Inter-machine harmonization of multicenter echocardiographic images for improvement of left ventricular ejection fraction prediction model.
Ren Iwasaki, Kenya Kusunose, Hidekazu Tanaka, Makoto Miyake, Kenji Moriuchi, Yasuharu Takeda, Hirotsugu Yamada, Akihiro Haga
Abstract
Open AccessOne of the common challenges in medical artificial intelligence (AI) applications using echocardiography is the lack of image data harmonization. This study aims to improve the prediction accuracy of left ventricular ejection fraction (LVEF) AI models by incorporating data augmentation (DA) techniques to address the variability in image data across different vendor machines. A database comprising 15,770 echocardiographic videos from 3154 patients across five different centers was utilized, with the data acquired using various vendor machines. We prepared datasets specific to GE healthcare (GE), philips (PH), and canon medical systems (CA) vendors, including 1911, 804, and 427 cohorts, respectively.
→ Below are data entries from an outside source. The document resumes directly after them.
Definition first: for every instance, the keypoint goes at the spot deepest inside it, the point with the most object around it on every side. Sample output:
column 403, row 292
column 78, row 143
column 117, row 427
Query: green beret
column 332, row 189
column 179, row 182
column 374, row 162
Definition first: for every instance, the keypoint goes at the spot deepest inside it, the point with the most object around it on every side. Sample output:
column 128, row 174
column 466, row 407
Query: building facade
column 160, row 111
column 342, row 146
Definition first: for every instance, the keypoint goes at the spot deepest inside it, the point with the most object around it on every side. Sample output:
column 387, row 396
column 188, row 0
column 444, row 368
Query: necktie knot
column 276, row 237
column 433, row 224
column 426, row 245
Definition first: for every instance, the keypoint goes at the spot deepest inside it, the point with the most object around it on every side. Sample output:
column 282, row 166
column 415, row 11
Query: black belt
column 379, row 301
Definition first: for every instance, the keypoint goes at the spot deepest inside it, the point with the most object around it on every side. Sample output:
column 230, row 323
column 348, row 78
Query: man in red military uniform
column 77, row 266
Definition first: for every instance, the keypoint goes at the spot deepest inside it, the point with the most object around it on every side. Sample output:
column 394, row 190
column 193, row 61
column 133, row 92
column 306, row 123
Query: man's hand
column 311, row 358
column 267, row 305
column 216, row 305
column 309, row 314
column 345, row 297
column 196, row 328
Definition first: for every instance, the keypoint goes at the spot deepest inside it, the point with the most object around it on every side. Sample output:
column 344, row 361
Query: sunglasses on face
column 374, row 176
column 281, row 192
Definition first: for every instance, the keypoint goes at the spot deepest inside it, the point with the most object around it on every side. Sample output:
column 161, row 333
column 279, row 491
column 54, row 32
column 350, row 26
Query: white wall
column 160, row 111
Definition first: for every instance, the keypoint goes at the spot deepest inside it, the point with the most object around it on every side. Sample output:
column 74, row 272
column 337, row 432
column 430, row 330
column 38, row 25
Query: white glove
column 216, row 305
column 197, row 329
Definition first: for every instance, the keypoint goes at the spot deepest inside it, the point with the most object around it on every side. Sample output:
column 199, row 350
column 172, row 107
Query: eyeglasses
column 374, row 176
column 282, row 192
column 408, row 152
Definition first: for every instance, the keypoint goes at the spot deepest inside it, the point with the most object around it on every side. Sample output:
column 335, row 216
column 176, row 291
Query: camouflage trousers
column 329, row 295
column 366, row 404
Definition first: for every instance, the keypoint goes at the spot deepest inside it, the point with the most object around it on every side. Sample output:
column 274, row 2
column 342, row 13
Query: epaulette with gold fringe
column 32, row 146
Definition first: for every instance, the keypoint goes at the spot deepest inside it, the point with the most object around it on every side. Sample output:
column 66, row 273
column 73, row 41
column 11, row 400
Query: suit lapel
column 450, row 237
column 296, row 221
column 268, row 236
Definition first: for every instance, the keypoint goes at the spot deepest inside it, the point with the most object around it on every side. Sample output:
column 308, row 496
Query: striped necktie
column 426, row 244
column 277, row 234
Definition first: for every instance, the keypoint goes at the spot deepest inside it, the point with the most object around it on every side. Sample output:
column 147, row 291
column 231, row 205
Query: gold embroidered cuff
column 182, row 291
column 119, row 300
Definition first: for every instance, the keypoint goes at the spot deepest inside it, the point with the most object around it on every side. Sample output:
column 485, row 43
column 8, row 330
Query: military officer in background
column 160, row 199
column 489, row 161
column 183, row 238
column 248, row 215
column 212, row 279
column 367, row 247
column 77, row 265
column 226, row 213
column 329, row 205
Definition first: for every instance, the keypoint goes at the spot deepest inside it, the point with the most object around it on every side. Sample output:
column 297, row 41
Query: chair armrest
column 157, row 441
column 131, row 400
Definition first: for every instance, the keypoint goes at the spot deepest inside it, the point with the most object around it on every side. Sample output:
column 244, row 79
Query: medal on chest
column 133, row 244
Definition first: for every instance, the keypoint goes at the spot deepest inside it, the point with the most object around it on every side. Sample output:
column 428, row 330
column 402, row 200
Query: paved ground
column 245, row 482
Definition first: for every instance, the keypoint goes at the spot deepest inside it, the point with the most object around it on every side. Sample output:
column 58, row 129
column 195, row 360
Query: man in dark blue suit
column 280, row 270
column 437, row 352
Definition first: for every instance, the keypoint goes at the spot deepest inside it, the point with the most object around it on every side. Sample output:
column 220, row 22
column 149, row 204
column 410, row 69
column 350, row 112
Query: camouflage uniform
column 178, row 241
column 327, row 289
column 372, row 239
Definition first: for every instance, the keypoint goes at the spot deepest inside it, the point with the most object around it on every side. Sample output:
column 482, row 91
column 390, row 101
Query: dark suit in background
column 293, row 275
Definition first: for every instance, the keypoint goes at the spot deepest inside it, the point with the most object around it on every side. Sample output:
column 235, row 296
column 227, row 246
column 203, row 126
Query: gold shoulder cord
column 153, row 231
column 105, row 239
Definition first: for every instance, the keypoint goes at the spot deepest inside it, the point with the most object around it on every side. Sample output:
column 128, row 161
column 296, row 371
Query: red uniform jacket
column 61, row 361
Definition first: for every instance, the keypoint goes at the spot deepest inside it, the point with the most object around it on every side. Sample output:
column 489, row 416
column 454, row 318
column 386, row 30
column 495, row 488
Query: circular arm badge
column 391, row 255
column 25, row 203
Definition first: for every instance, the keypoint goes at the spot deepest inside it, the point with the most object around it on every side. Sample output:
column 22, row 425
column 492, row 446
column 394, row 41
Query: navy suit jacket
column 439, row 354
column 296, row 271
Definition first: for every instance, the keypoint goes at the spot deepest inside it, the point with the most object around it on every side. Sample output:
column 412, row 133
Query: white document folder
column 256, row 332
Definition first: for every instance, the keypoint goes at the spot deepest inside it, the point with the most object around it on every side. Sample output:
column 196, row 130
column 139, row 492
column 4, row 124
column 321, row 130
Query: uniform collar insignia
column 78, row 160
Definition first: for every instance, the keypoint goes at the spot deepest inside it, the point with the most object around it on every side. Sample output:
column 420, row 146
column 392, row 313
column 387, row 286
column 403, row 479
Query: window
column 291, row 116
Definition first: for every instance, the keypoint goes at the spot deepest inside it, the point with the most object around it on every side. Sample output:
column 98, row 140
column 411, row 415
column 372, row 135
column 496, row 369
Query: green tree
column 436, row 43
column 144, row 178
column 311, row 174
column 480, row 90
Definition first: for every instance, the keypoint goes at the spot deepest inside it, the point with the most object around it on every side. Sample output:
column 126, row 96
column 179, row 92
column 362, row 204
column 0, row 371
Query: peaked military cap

A three-dimensional convolutional neural network (3D-CNN) was trained to predict LVEF, using videos consisting of 20 images per heartbeat as input, with training performed exclusively on data from GE machines (GE-based model). DA techniques, including gamma correction, scaling, median filtering, unsharp masking, translation, rotation, noise correction, and image conversion using a cycle generative adversarial network, were applied. A regression analysis using five different chamber views was performed on the GE test data. The accuracy of LVEF prediction using the GE-based model with DA-specifically gamma correction, scaling, and translation corrections-was excellent. The mean absolute error (root mean square error) in test cohorts was 4.33 (5.58) for GE, 4.42 (5.57) for PH, and 4.89 (6.57) for CA, which were comparable to the results of a model developed using data from all vendors, demonstrating the effectiveness of DA in harmonizing images. This study demonstrates that echocardiographic videos are transferable across vendors and that DA is highly effective in improving LVEF predictions from data acquired using different vendor machines.